Giving Compass' Take:

• Angela Glover Blackwell shares her insights into the diverse activists working to engage the political process and how this can lead to a robust and authentic civil society in America. This article is part of the Civil Society for the 21st Century series, produced by Independent Sector and Stanford Social Innovation Review.

• How can philanthropy support diverse civil society? What are the consequences of an unengaged population?

• Find out how civil society acts as an immune system for democracy.


For years intellectuals have wrung their hands about how to sustain a vast, vigorous civil society in an increasingly diverse nation. But today, millions of people—activists of color, youth, and women especially—are taking multi-pronged action to defend civil rights, democratic values, and norms of decency.

In my 40-plus years as a professional in civil society, I have never seen such an energized populace working to advance America’s highest ideals of justice, inclusion, fairness, and opportunity for all. Now a deeper, more exhilarating question arises:

Can robust civic engagement, grounded in the quest for full inclusion and equity, produce an authentic, modern-day civil society that redefines the public good and ushers in a 21st-century social compact?

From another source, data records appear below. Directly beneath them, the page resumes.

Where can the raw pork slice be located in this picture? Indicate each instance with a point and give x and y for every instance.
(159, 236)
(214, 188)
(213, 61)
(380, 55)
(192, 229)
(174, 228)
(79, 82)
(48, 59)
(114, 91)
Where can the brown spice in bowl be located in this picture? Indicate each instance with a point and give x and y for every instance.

Civil rights laws tamped down bald discrimination and the most vicious displays of prejudice, at least until recently. Yet the entrenched structures of racism maintain two separate and shamefully inequitable societies: one, largely White, characterized by opportunity; the other, disproportionately of color, characterized by poverty and nearly frozen mobility.

The recent wave of protests and resistance efforts have gotten most of the attention, but in my travels around the country, I also see innumerable examples of low-income people, people of color, and youth working to build communities and a nation that work for all. These communities need more than glee clubs, garden societies, and philosophical discourse to improve and enrich lives.

Efforts like these define what government and the business sector should be doing in a diverse nation with epic inequality, and barriers that prevent millions of people from participating in economic, political, and civic life. These efforts, fueled by the radical imagination of contemporary civil society stewards, are modeling what society must do: authentically engage diverse communities to articulate problems, determine priorities and solutions, and create a just, inclusive nation—an America that shows the world what equitable democracy looks like.